The “Python tax” is now a choice, not a mandate. Teams that want the operational simplicity of a single JVM process, the security model they already have, and the observability stack they already understand now have a credible, GA-quality path to production AI agents. The areas that still need care — structured output reliability, agentic loop patterns, and GraalVM compatibility at the edges — are real but limited in scope. For the vast majority of production AI agent workloads, Spring AI 1.1 is ready.
8. What We Have Learned
This article has moved from the structural argument — why the Python tax is a real operational problem, not just a language preference — through the architectural choices Spring AI makes, and into the actual production code you would write today. Several important points emerge from that journey.

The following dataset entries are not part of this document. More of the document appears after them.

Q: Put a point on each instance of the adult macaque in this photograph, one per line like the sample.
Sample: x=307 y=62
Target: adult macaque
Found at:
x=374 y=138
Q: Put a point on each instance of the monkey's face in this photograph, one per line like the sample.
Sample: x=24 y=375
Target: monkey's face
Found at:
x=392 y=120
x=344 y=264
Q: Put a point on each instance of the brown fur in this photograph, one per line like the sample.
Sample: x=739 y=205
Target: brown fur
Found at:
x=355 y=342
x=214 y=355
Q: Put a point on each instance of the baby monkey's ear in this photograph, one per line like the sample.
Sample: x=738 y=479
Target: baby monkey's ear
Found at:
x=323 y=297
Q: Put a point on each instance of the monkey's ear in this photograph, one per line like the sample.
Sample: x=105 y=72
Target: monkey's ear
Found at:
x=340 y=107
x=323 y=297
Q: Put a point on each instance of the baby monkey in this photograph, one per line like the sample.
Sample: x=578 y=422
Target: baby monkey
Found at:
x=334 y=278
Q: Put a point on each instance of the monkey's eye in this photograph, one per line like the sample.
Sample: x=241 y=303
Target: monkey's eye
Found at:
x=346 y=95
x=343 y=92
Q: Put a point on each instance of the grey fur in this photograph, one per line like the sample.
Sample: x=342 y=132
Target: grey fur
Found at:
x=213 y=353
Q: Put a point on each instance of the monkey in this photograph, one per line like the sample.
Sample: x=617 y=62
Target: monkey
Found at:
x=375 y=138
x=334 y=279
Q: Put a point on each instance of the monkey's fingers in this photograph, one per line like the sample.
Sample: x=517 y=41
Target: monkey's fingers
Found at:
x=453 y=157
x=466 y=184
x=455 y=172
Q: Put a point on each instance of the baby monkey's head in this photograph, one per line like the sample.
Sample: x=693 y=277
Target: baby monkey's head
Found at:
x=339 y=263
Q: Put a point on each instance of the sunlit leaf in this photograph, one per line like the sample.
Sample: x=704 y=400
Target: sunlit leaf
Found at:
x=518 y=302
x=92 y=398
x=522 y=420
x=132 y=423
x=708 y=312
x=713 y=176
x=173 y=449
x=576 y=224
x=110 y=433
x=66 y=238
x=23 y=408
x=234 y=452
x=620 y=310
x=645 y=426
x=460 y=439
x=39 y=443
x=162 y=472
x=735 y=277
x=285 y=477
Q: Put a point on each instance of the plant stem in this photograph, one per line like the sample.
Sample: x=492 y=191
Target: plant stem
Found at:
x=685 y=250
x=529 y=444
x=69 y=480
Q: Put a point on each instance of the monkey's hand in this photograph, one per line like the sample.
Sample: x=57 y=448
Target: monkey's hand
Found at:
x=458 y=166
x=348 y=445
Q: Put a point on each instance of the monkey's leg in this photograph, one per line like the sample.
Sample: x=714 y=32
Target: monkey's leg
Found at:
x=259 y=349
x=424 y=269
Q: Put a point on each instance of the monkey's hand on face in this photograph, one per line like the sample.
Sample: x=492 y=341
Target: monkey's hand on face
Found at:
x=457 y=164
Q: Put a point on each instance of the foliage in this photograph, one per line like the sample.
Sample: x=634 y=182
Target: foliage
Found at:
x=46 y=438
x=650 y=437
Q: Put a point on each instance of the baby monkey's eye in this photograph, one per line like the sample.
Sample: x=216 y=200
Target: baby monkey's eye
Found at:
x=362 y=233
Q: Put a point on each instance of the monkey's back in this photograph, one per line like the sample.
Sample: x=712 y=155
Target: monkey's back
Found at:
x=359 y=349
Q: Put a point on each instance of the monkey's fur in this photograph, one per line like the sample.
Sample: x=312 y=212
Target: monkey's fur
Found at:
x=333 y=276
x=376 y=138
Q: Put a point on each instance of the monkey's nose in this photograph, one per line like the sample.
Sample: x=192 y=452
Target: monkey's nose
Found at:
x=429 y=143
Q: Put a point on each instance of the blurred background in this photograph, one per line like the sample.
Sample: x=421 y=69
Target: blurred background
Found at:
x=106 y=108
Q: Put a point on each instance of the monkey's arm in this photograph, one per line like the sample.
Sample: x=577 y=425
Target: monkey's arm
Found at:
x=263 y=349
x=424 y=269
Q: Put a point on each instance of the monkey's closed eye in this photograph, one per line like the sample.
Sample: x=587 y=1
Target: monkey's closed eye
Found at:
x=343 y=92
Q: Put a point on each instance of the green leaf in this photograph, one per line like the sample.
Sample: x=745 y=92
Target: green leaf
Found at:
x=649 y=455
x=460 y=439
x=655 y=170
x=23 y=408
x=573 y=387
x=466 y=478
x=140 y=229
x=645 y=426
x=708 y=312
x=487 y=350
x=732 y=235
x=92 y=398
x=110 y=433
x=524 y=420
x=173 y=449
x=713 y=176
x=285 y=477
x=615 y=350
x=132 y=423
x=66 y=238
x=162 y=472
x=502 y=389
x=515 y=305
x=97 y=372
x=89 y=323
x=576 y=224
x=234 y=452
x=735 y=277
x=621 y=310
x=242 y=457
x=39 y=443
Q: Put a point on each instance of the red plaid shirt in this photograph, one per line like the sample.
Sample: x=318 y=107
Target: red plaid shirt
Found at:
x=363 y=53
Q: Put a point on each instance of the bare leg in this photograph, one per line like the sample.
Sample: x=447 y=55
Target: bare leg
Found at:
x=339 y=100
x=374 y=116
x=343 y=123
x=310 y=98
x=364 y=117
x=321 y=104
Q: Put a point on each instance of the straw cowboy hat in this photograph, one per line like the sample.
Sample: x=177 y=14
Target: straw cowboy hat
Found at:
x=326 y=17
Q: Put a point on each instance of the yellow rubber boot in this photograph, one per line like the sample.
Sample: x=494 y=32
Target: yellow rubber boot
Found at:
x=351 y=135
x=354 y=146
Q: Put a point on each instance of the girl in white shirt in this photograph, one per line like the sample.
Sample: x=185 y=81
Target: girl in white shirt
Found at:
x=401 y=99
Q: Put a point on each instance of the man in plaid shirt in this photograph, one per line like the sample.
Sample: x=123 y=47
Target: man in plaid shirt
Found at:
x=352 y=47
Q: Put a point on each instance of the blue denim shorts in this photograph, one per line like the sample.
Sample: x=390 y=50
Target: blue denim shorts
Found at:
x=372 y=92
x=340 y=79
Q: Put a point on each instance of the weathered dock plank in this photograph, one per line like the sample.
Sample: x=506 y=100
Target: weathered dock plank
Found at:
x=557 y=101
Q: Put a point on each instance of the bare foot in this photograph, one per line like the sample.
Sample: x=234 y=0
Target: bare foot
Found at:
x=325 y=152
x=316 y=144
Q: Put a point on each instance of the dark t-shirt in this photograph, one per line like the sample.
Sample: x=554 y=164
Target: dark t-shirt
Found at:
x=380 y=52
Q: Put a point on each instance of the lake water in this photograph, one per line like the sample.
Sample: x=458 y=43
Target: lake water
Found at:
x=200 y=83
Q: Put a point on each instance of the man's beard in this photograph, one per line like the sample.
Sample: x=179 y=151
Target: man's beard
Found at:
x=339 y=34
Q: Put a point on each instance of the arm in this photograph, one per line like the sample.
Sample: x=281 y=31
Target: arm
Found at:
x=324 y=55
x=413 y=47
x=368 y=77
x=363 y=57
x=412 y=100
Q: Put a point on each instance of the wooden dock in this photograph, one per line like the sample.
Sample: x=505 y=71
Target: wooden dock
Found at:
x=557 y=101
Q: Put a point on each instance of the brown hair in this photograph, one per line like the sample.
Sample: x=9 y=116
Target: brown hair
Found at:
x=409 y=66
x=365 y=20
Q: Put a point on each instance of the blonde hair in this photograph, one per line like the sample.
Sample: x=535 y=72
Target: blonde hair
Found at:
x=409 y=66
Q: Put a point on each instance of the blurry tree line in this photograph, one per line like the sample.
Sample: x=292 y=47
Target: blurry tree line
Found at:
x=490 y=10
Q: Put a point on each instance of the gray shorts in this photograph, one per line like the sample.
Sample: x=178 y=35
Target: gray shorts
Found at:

First, Spring AI 1.1’s most important property is not any individual feature but its cohesion with the Spring ecosystem. MCP tool methods participate in Spring Security. The Advisors API integrates with Micrometer. Auto-configuration handles most wiring. ChatClient follows the same fluent builder pattern as WebClient. This is not accidental — it reflects a deliberate design philosophy that AI capabilities should integrate naturally into existing Java services, not sit alongside them as separate systems.
Second, the MCP integration changes the economics of tool-building. Because any MCP server can talk to any MCP client regardless of language, the investment in building a Spring AI MCP server is not locked to Spring AI clients. A tool server you expose for your Java application can equally be consumed by a Python AI workflow, a TypeScript agent, or any other MCP-compliant host. That cross-language interoperability is the protocol’s most durable value.
Third, the Advisors API deserves more attention than it typically receives. Most tutorials show RAG and memory as the primary use cases, but the pattern is equally suited to cost tracking, safety filtering, prompt versioning, audit logging, and A/B testing model responses — exactly the kind of cross-cutting concerns that enterprise teams manage daily and that have no clean equivalent in LangChain’s callback architecture.
Finally, the honest note on maturity: Spring AI 1.1 is a GA release with real production users, but the AI tooling landscape is still moving fast. The core ChatClient, MCP, and Advisors APIs are stable. The agentic loop and multi-agent orchestration patterns — where most of the AI framework competition is fiercest — are still evolving in Spring’s community preview Spring AI Agents project. That gap will close, but it’s worth knowing where the current boundaries sit before committing production workloads to the more experimental edges of the framework.